28-29: After the Day of the LORD God’s spirit will be poured out and the people, all the people, will be changed. Men and women alike, young and old, slave and free, Gentile and Jew will be filled with God’s spirit. Think of the implications of these verses on the apostles’ understanding of the Day of Pentecost (Acts 2), or on Paul’s understanding of the gift God gave the world in Jesus (Galatians 3:28 – “There is no longer Jew or Greek, there is no longer slave or free, there is no longer male and female; for all of you are one in Christ Jesus.”), or on the United Methodist Church’s more recent decision to ordain women for ministry.
30-32: These verses are quoted by Peter on the Day of Pentecost (Acts 2:19-21), and Jesus tells of similar events by which God will warn the nations of the coming Day (Mark 8:24-25). We should not fall into the error of trying to figure out what historical events might match the description Joel gives: he is simply using fantastic imagery to speak of the unimaginable things God might do to redeem creation when the time comes. Such is the currency of apocalyptic literature.
Joel 3 (day 879) 28 May 2012
1-3: Joel is looking to the distant future when Judah and Jerusalem will be restored and all the nations judged for their part in the suffering of God’s people. The ‘valley of Jehoshaphat’ is not a specific location – no such place name is known – but rather a reference to what is to happen. The name Jehoshaphat means “the LORD is judge.” The nations will be judged for claiming the land for themselves. This is an affront to God because the people of Israel had always lived in the land at God’s pleasure; the land has always belonged to God.
4-8: Tyre, Sidon and Philistia are held up for the particular crimes of taking the sacred vessels from the temple in Jerusalem and using them in their pagan places of worship, and for engaging in the slave trade to sell God’s people to the Greeks. Their punishment will be that they in turn will be sold to the Sabeans, a region in the Arabian Peninsula in the opposite direction from Greece.

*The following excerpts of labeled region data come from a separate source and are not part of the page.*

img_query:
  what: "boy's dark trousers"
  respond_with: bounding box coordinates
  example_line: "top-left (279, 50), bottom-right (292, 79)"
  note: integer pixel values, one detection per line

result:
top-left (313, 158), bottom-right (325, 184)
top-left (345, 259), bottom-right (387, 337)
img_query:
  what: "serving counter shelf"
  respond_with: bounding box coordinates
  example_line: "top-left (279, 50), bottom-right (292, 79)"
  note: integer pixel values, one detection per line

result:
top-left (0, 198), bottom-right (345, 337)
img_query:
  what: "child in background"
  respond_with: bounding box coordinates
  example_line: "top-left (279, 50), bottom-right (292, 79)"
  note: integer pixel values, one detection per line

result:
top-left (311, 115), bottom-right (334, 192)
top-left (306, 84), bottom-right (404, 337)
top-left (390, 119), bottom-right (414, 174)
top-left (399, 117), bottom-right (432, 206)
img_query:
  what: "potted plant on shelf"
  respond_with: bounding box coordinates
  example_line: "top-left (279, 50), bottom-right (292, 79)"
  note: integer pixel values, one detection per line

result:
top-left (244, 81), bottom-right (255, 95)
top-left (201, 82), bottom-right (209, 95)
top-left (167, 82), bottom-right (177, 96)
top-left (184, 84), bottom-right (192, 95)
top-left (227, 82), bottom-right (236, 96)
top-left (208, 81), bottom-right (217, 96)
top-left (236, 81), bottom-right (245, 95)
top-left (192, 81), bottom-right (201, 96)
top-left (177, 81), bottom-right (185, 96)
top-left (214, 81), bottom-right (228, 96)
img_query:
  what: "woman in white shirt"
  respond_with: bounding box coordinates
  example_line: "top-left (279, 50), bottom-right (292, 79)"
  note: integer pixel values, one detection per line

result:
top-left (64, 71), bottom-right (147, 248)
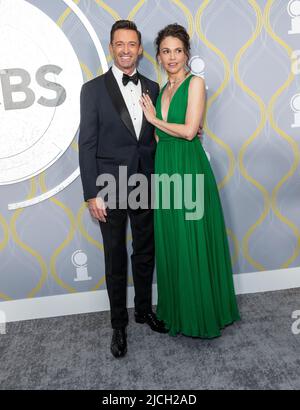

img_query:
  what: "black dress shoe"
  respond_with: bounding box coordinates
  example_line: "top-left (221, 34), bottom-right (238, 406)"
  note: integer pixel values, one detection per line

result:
top-left (110, 327), bottom-right (127, 358)
top-left (134, 312), bottom-right (168, 333)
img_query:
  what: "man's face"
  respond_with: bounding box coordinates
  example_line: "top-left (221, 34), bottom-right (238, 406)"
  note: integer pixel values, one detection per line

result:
top-left (109, 29), bottom-right (143, 75)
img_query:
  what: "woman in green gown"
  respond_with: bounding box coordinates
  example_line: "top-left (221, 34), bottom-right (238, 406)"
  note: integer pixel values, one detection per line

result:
top-left (141, 24), bottom-right (240, 338)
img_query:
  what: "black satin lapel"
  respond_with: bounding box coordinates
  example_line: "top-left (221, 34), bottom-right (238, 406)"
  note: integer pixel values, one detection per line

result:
top-left (139, 75), bottom-right (151, 139)
top-left (105, 69), bottom-right (136, 140)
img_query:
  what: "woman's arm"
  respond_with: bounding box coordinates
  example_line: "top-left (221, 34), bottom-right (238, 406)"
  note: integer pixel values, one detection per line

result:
top-left (141, 77), bottom-right (206, 141)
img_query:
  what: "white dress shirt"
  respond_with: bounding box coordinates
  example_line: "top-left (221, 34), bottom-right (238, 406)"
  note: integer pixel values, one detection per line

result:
top-left (112, 64), bottom-right (143, 139)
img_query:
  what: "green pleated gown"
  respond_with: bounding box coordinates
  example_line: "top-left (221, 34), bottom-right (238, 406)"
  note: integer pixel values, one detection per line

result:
top-left (154, 75), bottom-right (240, 338)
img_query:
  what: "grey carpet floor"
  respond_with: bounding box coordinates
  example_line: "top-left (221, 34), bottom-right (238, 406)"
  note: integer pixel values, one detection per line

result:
top-left (0, 289), bottom-right (300, 390)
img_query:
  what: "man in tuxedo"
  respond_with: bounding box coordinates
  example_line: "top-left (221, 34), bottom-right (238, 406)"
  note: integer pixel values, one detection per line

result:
top-left (79, 20), bottom-right (166, 357)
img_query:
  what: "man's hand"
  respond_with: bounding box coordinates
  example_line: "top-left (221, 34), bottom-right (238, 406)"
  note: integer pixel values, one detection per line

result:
top-left (197, 125), bottom-right (203, 144)
top-left (87, 197), bottom-right (107, 222)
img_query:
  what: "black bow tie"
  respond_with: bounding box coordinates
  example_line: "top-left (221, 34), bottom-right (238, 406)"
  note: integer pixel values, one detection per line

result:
top-left (122, 72), bottom-right (139, 86)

9-10: Joel is told to summon all the nations to war with God and to come with all the firepower they can muster – beating plowshares into swords and pruning hooks into spears is exactly the opposite of what we read in Isaiah 2:4 and will read in Micah 4:3.
11: Joel issues the summons, while at the same time calling on the warriors of the LORD to come down and meet them in battle.
12: God renews the summons to the trial, which is now being described as a battle.
13-16: God commands the heavenly host to utterly destroy the armies of the nations, using the imagery of harvesting the grain field and the vineyard. The battle assumes cosmic proportions as the foes clash. All creation is shaken.
17-21: The book ends with a repetition of God’s intent to restore Zion as his “holy mountain,” bless the land, and punish the neighboring peoples who have had a part in causing the suffering of God’s people.